Rango (2011) deliberately addresses water rights issues as it both elucidates the environmental history surrounding water rights in the American desert and critiques current water rights practices in the Las Vegas area. In an obvious homage to Chinatown noted by critics from Time Magazine to Salon.Com, Rango explores a hero’s attempts to “save a parched Old West-style town from the depredations of water barons and developers” (O’Hehir “Rango and the Rise of Kidult-Oriented Animation”).
In fact, the mayor of Dirt (Ned Beatty), the Western town Rango must civilize, modeled his performance on that of John Huston in Chinatown. With help from a variety of anthropomorphized western characters, Rango (Johnny Depp) successfully returns water to the desert, defeating the water baron mayor and rehabilitating his henchman, Rattlesnake Jake (Bill Nighy), an obvious homage to Lee Van Cleef’s characters in his Western Films.

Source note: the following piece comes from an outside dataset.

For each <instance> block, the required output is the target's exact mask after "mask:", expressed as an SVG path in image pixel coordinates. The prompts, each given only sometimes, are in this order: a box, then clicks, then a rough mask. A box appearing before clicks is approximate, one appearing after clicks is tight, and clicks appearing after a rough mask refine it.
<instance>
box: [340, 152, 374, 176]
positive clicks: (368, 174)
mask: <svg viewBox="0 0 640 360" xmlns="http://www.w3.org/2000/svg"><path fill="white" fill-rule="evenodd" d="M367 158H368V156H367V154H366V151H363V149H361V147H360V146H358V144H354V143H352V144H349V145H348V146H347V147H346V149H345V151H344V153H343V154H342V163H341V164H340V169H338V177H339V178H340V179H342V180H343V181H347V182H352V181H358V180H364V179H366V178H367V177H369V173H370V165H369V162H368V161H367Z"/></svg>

Although A. O. Scott declares, “I confess I wanted a tighter gathering of loose ends, and a more thorough explanation of the politics of water and real estate in the fast-changing American West,” Rango effectively illustrates the continuing influence of nineteenth-century water rights issues. The animated film especially reinforces the ramification of those connected with the Desert Land Act of 1877.